Act 125 is a law that “Requires upgrade, conversion, or sewer connection of all cesspools in the State before 2050 unless exempted. Broadens eligibility criteria for tax credit to offset costs. Requires the Department of Health to investigate existing cesspools, assess incentive programs, and report to the Legislature”.
Michael is glad the government is taking an active approach to correct this terrible problem.
In other words, our cesspools are going to be made more environmentally friendly before 2050. Septic tank systems are a great alternative. Septic systems work by separating grit, solids, oil, and other wastes from the wastewater before it goes into the ground.
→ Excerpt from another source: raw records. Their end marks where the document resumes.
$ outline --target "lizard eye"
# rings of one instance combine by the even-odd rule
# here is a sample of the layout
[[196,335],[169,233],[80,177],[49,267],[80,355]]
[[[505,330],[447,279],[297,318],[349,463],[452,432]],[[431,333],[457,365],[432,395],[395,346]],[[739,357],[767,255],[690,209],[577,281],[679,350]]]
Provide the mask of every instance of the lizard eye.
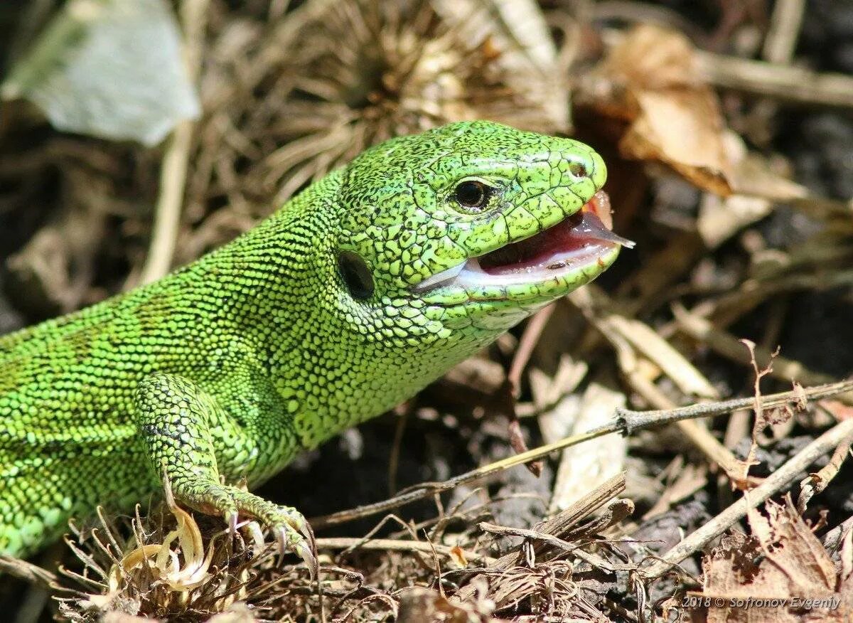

But we do have to pay for it.
Michael blinks a couple of times in surprise. So, he has to pay for his own Hawaii cesspool conversion that the government is enforcing?
That’s right. We have to pay to convert our cesspools to septic tanks or whichever option you choose. It isn’t cheap either.
Your guide to septic tanks for Hawaii >>
But then, if our water quality declines, then so does:
- Our tourism
- Our health
- Our living environment
So yes, the upfront cost isn’t pleasant. But if tourism declines then so will our economy. We also don’t want our families getting sick from drinking bad water or swimming with cuts in contaminated water.
Michael thinks the cost is worth it. His business runs on tourism. Without it, it’s likely that his business will fail and he will have to declare bankruptcy.
At least he and everyone else has 30 years to make the conversion. Thankfully, some people can get a temporary income tax credit.